Référence : 2016 CF 1145

[TRADUCTION FRANÇAISE]

Ottawa (Ontario), le 14 octobre 2016

En présence de madame la juge Simpson

ENTRE :

STUART MORRISON

demandeur

et

LE MINISTRE DU REVENU NATIONAL

défendeur

JUGEMENT ET MOTIFS :

I.                   La procédure

[1]               Stuart Morrison (le demandeur) a demandé un contrôle judiciaire d’une décision du ministre du Revenu national (le ministre) datée du 16 février 2016 (la décision) dans laquelle, après un réexamen, le ministre a rejeté la demande au deuxième palier du demandeur pour l’allègement de tous les intérêts qui lui ont été imposés conformément au paragraphe 220(3.1) de la Loi de l’impôt sur le revenu, L.R.C., (1985), ch. 1 (5e suppl.) (la Loi). Le demandeur a demandé un allègement pour ses années d’imposition 1997 et 1998 sur la base des difficultés financières, de l’erreur et du retard de la part de l’Agence du revenu du Canada  (l’ARC) et des circonstances extraordinaires.

II.                Exposé des faits

[2]               En 1997 et en 1998, le demandeur a acheté des œuvres d’art à des prix de gros dans le cadre d’un arrangement d’abri fiscal. Ses sorties de fonds étaient de 22 334 $ en 1997 et de 24 408 $ en 1998. Il a ensuite fait don des œuvres d’art à un organisme de bienfaisance enregistré et a obtenu un reçu aux fins d’impôt pour la valeur au détail des œuvres d’art. Il a ensuite demandé des déductions pour dons de bienfaisance de 71 208 $ en 1997 et de 85 642 % en 1998.

[3]               Le demandeur a fait l’objet d’un audit et les déductions n’ont pas été acceptées. En 2001, le demandeur s’est vu imposer une nouvelle cotisation pour 1997 et 1998. Il a été conclu qu’il devait environ 140 000 $ en principal, intérêts et pénalités. En réponse, le demandeur a déposé des avis d’opposition (les oppositions).

[4]               Peu de temps après, dans une lettre datée du 16 octobre 2001, le ministre a informé le demandeur que ses oppositions seraient mises en suspens en attendant l’issue de deux affaires portant sur des abris fiscaux similaires. Il s’agissait notamment des affaires Klotz c. R, 2004 CCI 147, conf. par 2005 CAF 158, autorisation d’interjeter appel à la CSC refusée [2005] CSCR n286 (C.S.C.) et Nash c. R, 2004 CCI 651, infirmé par 2005 CAF 386, autorisation d’interjeter appel à la CSC refusée [2006] CSCR n20 (C.S.C.) (des causes types). Le demandeur a aussi été avisé que, malgré le fait que ses oppositions étaient mises en suspens, les intérêts continueront de s’accumuler sur sa dette fiscale jusqu’à ce qu’elle soit payée.

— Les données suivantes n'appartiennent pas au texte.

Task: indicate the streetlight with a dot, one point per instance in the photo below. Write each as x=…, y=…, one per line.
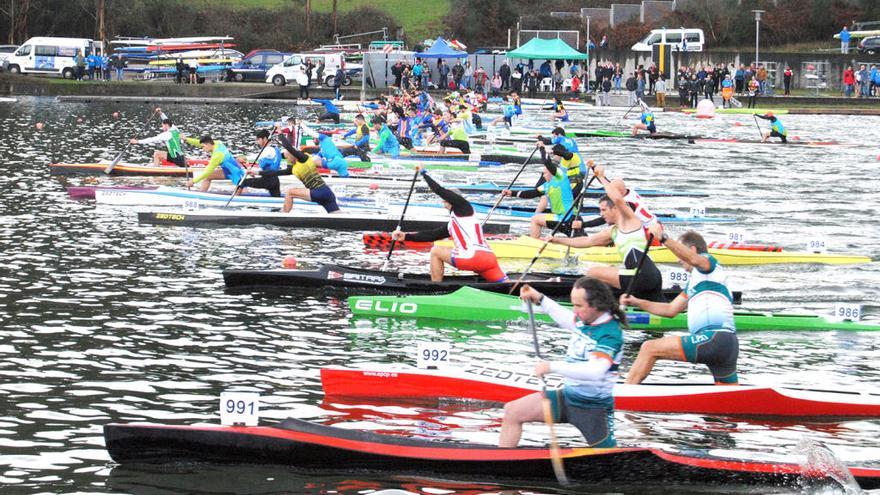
x=757, y=32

[5]               La décision finale dans les causes types a été rendue le 20 avril 2006, lorsque la Cour suprême du Canada a rejeté la demande d’autorisation d’appel. À la suite de ce litige, les abris fiscaux ont été jugés frauduleux. Le ministre a par conséquent rejeté les oppositions et émis des avis de nouvelle cotisation le 20 mai 2008.

[6]               Après la nouvelle cotisation en 2008, le demandeur a présenté des demandes au premier et au deuxième palier en vue d’obtenir l’allègement pour les contribuables concernant la période pendant laquelle ses oppositions étaient en suspens (du 16 octobre 2001 au 20 mai 2008). En réponse aux prétentions du demandeur, les frais d’intérêts pour 1998 ont été annulés pour les périodes suivantes en raison du retard de l’ARC : du 27 octobre 2008 au 22 janvier 2010; du 23 juillet 2010 au 15 septembre 2010; et du 7 janvier 2011 au 16 mai 2011. Un allègement des intérêts a aussi été accordé le 20 mai 2008, mais son étendue n’est pas connue. En outre, le demandeur s’est vu accorder un allègement de toutes les pénalités qui s’élevaient à 16 904,50 $ pour 1997 et à 19 830,85 $ pour 1998.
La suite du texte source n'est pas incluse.